The quick answer is yes. The implementation of sklearn use both a bias for each weight and a final threshold, by default set to 0.5
It sounds to me though that you don't have a clear idea about the purpose of the threshold in the first place, so let's elaborate more on that.
why do we use a threshold
A perceptron, and any other type of model, return continuous values. For some tasks (e.g. regression) we can compute error directly on these continuous values, but for other tasks (e.g. classification) we need to convert these values into discrete values, usually binary, which tell us if the model is predicting a yes or a no for a specific node. The threshold serves precisely for this purpose. We apply it to the very last probabilities returned by a model to convert them into discrete outputs (and I stress out probabilities, not logits, so you need to apply first either sigmoid of softmax).

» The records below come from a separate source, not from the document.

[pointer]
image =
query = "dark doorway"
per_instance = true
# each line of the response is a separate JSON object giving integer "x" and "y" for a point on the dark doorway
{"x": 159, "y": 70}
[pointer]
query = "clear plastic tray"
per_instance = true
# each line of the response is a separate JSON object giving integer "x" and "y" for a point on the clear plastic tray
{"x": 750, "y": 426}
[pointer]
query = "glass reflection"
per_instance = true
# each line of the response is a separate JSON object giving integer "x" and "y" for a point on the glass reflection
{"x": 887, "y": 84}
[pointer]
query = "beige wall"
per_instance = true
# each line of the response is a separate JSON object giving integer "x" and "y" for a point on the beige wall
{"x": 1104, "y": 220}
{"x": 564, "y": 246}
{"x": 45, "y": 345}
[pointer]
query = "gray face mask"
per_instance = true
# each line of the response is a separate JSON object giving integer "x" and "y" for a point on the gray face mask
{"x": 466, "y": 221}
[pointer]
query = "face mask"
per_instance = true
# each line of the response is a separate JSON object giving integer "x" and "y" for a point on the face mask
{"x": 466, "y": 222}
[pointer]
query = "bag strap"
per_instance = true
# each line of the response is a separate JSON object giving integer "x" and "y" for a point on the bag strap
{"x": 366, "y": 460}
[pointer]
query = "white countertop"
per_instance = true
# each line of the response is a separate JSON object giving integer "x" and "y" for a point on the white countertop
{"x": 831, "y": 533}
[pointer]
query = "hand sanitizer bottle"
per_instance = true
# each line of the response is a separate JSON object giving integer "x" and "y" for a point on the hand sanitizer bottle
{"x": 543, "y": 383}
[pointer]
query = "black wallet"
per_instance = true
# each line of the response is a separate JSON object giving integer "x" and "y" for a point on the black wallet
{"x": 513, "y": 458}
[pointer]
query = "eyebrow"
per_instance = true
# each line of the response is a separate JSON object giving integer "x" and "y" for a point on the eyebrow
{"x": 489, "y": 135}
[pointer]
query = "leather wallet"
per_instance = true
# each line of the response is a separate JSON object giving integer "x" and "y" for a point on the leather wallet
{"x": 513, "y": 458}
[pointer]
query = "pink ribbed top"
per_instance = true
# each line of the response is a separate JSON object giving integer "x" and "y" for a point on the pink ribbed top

when do we modify the threshold
The only moment in which is reasonable to change the threshold is after training. And the reason to do so is that we want to test if there are values different from 0.5 that lead to better metrics score. Usually this is performed using the ROC curve. i.e. we compute the amount of false positives an false negatives for different thresholds and we check what threshold lead to the highest AUC score (the red one in the plot, which maximize the ROC area).
But there is no point in using a different threshold from 0.5 during training. And there is no point in associating multiple threshold to each bias in a model. The only reason why the threshold is used is to discretize continuous values ad turn them into final predictions.